RE: 1987, he wrote a much hyped article about how the Soviet model was the economic wave of the future and how America needed to reconcile itself to that fact and figure out how to make our economy work as well.
So, what did he say after the USSR imploded and dissolved?
I’ve never had the chance to hear or read JKG eat crow.
It was Bush’s fault.
He probably said something like “Yeah, sure, it imploded, but you should have a look at the USA in about 2013 or so.”
JKG never admitted he was wrong and cannot now since he died a few years ago.

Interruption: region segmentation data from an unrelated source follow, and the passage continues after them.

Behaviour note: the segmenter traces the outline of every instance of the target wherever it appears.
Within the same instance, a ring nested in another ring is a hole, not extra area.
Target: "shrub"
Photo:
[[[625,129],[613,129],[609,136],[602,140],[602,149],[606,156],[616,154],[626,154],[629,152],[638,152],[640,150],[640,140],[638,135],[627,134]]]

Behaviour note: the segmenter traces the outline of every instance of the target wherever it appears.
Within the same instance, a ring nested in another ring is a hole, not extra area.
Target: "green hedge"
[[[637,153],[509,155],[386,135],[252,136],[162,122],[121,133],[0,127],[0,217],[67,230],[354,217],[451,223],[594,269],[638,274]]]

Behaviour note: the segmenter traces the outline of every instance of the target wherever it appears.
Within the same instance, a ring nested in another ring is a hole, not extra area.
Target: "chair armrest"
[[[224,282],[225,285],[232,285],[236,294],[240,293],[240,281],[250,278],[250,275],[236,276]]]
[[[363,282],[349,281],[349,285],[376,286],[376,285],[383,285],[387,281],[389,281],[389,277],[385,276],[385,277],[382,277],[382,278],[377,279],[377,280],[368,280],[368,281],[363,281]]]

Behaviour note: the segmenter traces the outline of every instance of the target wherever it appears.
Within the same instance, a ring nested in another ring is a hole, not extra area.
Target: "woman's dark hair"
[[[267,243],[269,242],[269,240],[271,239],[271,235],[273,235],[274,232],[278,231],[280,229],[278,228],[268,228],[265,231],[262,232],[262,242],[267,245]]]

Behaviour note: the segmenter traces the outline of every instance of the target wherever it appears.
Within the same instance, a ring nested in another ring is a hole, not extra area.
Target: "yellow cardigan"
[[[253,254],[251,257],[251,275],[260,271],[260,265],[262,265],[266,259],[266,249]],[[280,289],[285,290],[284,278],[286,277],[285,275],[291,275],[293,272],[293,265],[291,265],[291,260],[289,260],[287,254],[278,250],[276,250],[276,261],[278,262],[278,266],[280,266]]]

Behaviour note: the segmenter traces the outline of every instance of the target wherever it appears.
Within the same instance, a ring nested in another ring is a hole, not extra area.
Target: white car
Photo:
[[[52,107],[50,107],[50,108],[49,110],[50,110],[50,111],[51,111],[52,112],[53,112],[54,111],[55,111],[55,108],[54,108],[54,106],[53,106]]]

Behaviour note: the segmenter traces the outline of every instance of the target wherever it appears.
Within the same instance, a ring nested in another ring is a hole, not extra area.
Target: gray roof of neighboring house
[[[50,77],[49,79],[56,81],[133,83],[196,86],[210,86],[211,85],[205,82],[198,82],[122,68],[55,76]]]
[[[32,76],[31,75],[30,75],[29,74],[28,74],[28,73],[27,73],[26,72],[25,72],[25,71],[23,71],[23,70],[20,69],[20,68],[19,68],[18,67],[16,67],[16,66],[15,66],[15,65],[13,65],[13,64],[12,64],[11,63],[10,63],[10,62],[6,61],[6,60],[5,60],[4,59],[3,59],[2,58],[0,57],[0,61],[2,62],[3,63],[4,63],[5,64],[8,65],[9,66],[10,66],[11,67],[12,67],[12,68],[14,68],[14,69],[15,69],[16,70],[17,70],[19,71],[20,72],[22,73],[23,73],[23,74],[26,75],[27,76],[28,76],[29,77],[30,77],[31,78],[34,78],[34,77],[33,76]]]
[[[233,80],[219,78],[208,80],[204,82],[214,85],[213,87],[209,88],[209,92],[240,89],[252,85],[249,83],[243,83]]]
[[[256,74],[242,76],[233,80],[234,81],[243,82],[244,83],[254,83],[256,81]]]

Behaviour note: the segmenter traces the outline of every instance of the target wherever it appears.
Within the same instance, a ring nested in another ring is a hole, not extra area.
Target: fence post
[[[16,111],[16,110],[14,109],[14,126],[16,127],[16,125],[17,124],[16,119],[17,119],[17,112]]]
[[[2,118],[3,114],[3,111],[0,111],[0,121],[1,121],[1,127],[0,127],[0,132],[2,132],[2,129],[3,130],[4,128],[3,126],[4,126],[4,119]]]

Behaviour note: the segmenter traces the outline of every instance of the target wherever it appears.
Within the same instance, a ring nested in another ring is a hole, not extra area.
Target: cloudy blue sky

Paul Krugman, who later won the Nobel Prize, in 1994 denigrated Galbraith's stature as an economist. In Peddling Prosperity: Economic Sense and Nonsense in an Age of Diminished Expectations, he calls Galbraith a "policy entrepreneur" an economist who writes solely for the public, as opposed to one who writes for other academics, and who therefore makes unwarranted diagnoses and offers over-simplistic answers to complex economic problems. He asserts that Galbraith was never taken seriously by fellow academics, who viewed him as more of a "media personality". For example, Krugman believes that Galbraith's work The New Industrial State is not considered to be "real economic theory", and that Economics in Perspective is "remarkably ill-informed"
You can't make this stuff up. Libtards really do eat their own.